AMD’s Ryzen AI Max and its features
Interestingly, AMD is offering four of the AI Max chips as commercial products — the Ryzen AI Max+ Pro 395, the Ryzen AI Max Pro 390, the Ryzen AI Max Pro 385, and the Ryzen AI Max Pro 380. However, the first three are being offered in consumer-friendly non-Pro versions.
- Ryzen AI Max+ 395: 16 cores/32 threads, 5.1GHz turbo, 80MB cache; 40 graphics cores; 50 peak TOPS, 45-120W cTDP
- Ryzen AI Max 390: 12 cores/24 threads, 5.0GHz turbo, 76MB cache; 32 graphics cores; 50 peak TOPS; 45-120W cTDP
- Ryzen AI Max 385: 8 cores/16 threads, 5.0GHz, 40MB cache; 32 graphics cores; 50 peak TOPS; 45-120W cTDP
The fourth chip, the Ryzen AI Max Pro, is a 6 core/12-thread part with 22MB of cache and running at 4.9GHz. All of these will be available in either the first or second quarter of 2025, AMD said.
AMD
What’s interesting about the AI Max parts is they’re really not differentiated by clock speed. Instead, CPU cores count, the number of graphics CUs and especially the cache size separate the three chips. (It’s not quite clear what AMD means by ay the AI Max+ versus the more generic AI Max.)

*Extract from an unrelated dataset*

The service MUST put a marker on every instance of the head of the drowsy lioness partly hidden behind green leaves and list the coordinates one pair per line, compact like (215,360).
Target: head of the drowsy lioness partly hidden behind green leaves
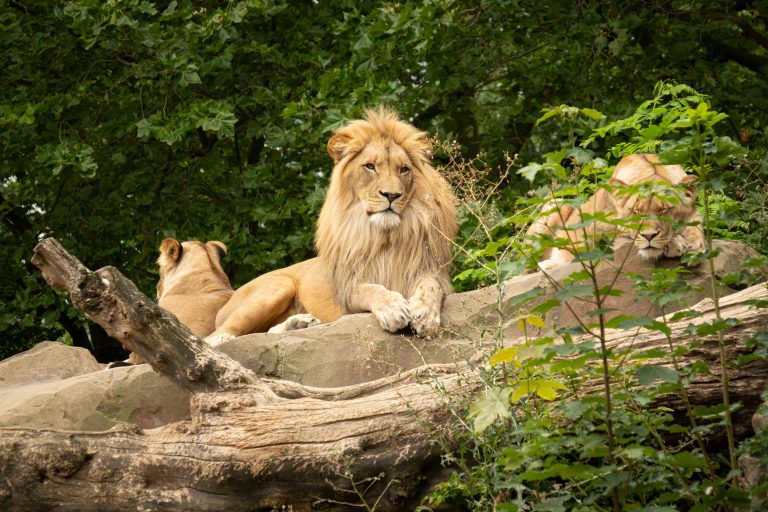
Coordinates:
(660,208)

What this chip doesn’t appear to have is the stacked V-Cache that differentiates AMD’s Ryzen X3D chips — just a lot of what appears to be ordinary level 3 cache.

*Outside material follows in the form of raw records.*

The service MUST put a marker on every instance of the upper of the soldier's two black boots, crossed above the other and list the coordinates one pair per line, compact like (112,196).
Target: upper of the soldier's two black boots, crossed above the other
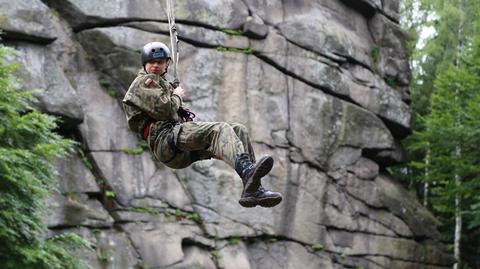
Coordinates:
(252,173)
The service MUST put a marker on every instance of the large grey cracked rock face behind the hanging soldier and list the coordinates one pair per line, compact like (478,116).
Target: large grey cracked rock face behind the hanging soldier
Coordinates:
(321,85)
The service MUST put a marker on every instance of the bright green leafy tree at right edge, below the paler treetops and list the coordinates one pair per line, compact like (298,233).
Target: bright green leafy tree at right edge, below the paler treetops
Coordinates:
(452,127)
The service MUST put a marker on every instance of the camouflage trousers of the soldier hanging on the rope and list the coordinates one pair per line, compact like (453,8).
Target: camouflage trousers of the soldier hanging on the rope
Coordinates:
(203,140)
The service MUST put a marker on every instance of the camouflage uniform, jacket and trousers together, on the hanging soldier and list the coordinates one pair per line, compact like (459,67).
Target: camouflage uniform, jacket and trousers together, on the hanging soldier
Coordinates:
(150,99)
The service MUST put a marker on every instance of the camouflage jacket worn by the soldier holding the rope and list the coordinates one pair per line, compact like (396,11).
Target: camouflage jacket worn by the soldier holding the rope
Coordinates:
(150,98)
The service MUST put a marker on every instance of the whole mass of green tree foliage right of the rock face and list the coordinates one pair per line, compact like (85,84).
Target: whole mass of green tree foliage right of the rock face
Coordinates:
(446,106)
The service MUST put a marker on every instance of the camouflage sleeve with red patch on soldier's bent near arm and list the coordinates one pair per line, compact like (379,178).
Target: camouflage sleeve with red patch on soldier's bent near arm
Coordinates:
(154,99)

In graphics, AMD has only launched two RDNA 3.5 GPUs, the Radeon 880M and 890M, which are part of the “Strix Point” CPU architecture that makes up the Radeon AI 300. Those chips boast 12 CUs and 16 CUs, respectively, far less than what the new Ryzen AI Max chips include.
Alternatively. the Radeon 7000 series includes both the Radeon 7600XT as well as the Radeon 7700XT, which boast 32 CUs and 54 CUs. Both of those GPUs use the older RDNA 3.0 architecture. (Read our Radeon 7600 review as well as our Radeon 7700XT review for more details.)
AMD
AMD executives said that the Ryzen AI Max series is designed with an 256GB/s coherent memory interface of unknown width that can address up to 96GB of graphics memory. Nevertheless, that’s close to the RX7600’s memory bandwidth of 288GB/s — not so critical for graphics, but for the Large Language Models (LLMs) that depend on high memory bandwidth to run.
AMD is claiming that the Ryzen AI Max is the world’s first Copilot+ processor to run an undisclosed 70 billion parameter LLM about 2.2 times as fast as the Nvidia RTX 4090 24GB, at 87 percent less power.
AMD is currently positioning the Ryzen AI Max at artists, developers, and creators. But with such a powerful integrated GPU, can gamers be that far behind?